Sicuramente l'atto in frode ai creditori può essere revocato, ma l'atto revocabile preclude l'accesso alle procedure di sovraindebitamento?
L'atto in questione è senz'altro revocabile, ma la frode rilevante per l'accesso alla procedura non può coincidere con la frode presupposto della revocatoria, in quanto quest'ultima opera sul piano oggettivo, come oggettiva deminutio della garanzia patrimoniale (tanto è vero che per la revocatoria ordinaria non occorre mai indagare l'eventuale dolo specifico, id est l'intentio nocendi), mentre la frode del sovraindebitato deve avere un quid pluris, deve essere caratterizzata dall'animus nocendi, perché possa impedire l'accesso alle procedure de quibus (cfr. Trib. Benevento 23 aprile 2019, IlCaso.it 2019, 21735).
L'animus nocendi può senz'altro essere desunto dalla collocazione temporale dell'atto, effettuato in un momento che già vedeva il disponente in serie difficoltà finanziarie.
Ma come potremmo desumerlo nel caso di un fondo patrimoniale costituito in epoca risalente (tre o quattro anni prima), quando ancora la crisi da debito eccessivo non si era manifestata?
Ci sarebbe un atto revocabile in via ordinaria, ma non necessariamente caratterizzato dall'intentio nocendi ai creditori.
Peraltro, attesa la pacifica assimilazione del c.d. concordato minore al concordato maggiore previsto (dalla legge fallimentare e) dal Codice della Crisi, per questo specifico tipo di frode non possono non valere gli stessi principi enunciati dalla Suprema Corte di Cassazione in materia di frode ex art. 173 l.f., vale a dire che la frode rilevante deve essere "decettiva" (cfr.
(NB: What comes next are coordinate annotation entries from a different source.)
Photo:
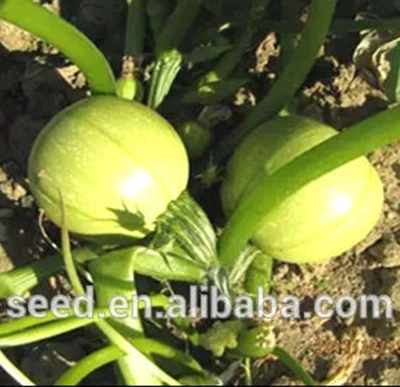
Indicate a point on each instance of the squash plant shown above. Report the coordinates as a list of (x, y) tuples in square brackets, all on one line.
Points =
[(114, 172)]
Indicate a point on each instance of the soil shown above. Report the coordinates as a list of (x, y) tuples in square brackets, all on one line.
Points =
[(36, 82)]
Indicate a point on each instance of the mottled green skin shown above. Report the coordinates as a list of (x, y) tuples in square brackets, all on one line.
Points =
[(323, 219), (113, 161)]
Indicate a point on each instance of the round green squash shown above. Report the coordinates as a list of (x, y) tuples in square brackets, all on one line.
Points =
[(323, 219), (117, 165)]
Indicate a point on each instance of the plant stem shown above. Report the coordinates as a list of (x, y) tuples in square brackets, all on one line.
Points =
[(14, 371), (74, 375), (207, 87), (294, 366), (178, 25), (169, 59), (72, 43), (135, 28), (358, 140), (120, 270), (247, 372), (28, 327), (338, 26), (301, 62)]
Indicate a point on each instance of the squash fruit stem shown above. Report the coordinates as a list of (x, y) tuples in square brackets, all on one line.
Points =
[(71, 42)]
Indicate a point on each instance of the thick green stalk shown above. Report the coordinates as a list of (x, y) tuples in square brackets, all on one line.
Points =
[(74, 375), (51, 323), (338, 26), (14, 371), (135, 27), (119, 270), (169, 59), (294, 366), (72, 43), (356, 141), (301, 62), (178, 25), (209, 86)]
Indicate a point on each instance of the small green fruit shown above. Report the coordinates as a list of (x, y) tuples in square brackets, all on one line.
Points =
[(323, 219)]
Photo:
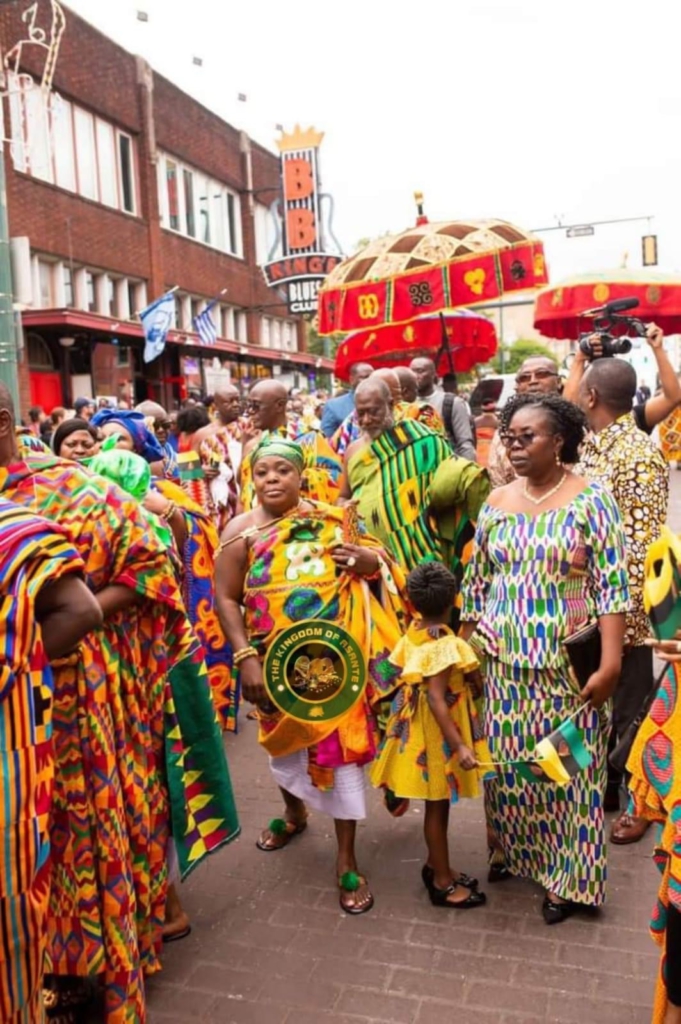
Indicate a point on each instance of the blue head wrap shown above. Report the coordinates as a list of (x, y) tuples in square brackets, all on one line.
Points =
[(144, 442)]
Cass. 18 settembre 2014 n. 9050; Cass. 8 giugno 2018 n. 15013; Cass. 26 novembre 2018 n. 30537; Cass. 29 gennaio 2015 n. 1726), cioè idonea ad ingannare circa i presupposti conoscitivi del voto (consenso informato), oltre che rilevante sul piano del danno ai creditori, cioè della concreta incidenza sul patrimonio del debitore, che deve essere tale da diminuire in modo apprezzabile le possibilità di soddisfo dei creditori (arg. ex Cass. 21 giugno 2019 n. 16808).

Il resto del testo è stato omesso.